According to Reserve Bank of NZ statistics, we spent $4.1 billion last December on our plastic – 25% more than five years ago. But a lot of us are not paying off our credit card debts, as the same amount is currently outstanding, earning the card providers a tidy amount of interest.
To ensure your credit card use ticks all the right boxes, make sure you understand how your card’s interest-free days work and pay off your spending in full each month to avoid interest charges. Also, pick a card that suits your spending.
Rewards – from cash to goodies and flights – come at a cost and, if you don’t meet minimum annual spend requirements, you could be better off opting for a card with a low fee or interest rate, instead.
For example, if a Classic cash-back reward card returns $1 for every $150 spent, with a yearly fee of $40, you’ll need to spend $6000 to break even.
For a $90 annual fee, a Platinum card will offer a better cash-back rate: $1 for every $90 spent, but you’ll need to spend $8100 to cover the cost of the fee.
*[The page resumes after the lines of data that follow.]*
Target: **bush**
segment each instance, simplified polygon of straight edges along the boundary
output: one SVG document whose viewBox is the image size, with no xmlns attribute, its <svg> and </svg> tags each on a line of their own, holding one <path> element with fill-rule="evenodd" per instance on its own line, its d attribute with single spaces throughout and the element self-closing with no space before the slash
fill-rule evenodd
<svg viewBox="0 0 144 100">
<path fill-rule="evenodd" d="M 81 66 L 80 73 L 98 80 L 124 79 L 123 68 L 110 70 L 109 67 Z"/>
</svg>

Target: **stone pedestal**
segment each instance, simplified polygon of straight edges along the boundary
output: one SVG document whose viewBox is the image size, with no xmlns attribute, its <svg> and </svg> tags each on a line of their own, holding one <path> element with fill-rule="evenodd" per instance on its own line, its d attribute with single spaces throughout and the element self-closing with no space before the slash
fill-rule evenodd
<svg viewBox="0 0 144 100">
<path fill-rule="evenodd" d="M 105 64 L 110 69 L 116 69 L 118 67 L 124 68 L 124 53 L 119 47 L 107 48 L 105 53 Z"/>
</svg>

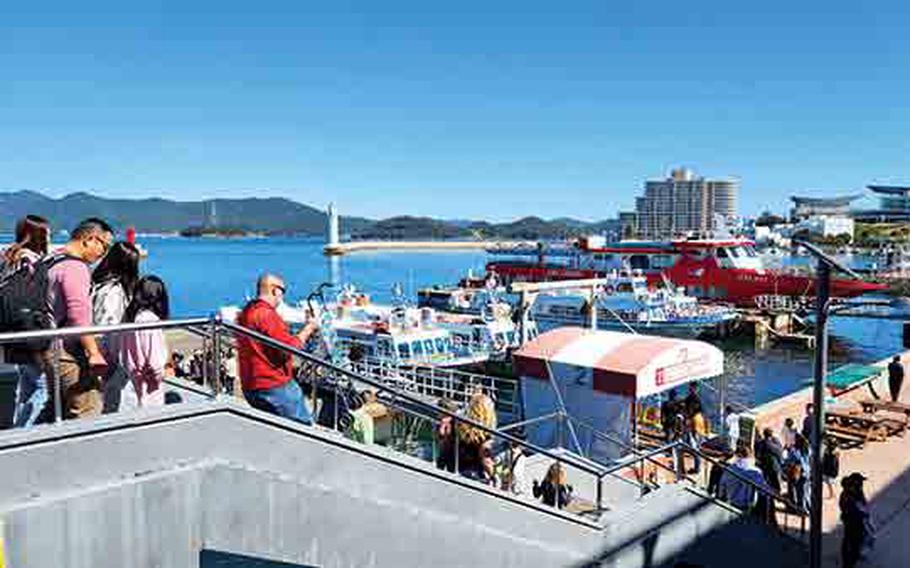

Do the sums and you’ll find that because of the Platinum card’s increased return, if you spend $24,000 over a year, you’ll pocket $176 after paying the annual fee, compared to $120 for the Classic. That’s a 46% difference, which will keep widening the more you buy. Spend $60,000 on the Platinum card and you’ll earn $666 in total (before fees), compared to $400 on the Classic card.
With flight rewards, the same spend-to-reward ratios apply. In Canstar’s latest credit card research, we discovered that flight rewards cards’ returns are linked to expenditure, performing better with top-level spending over $24,000 per year. So it’s important to choose the right card to match your spending patterns.
While debt has many negative connotations, choosing the right loans and credit cards to suit your needs does not have to be difficult. With the help of Canstar’s free tools and advice, you can get a clearer picture of the right financial products to suit your needs, and make more informed decisions about your personal financial goals.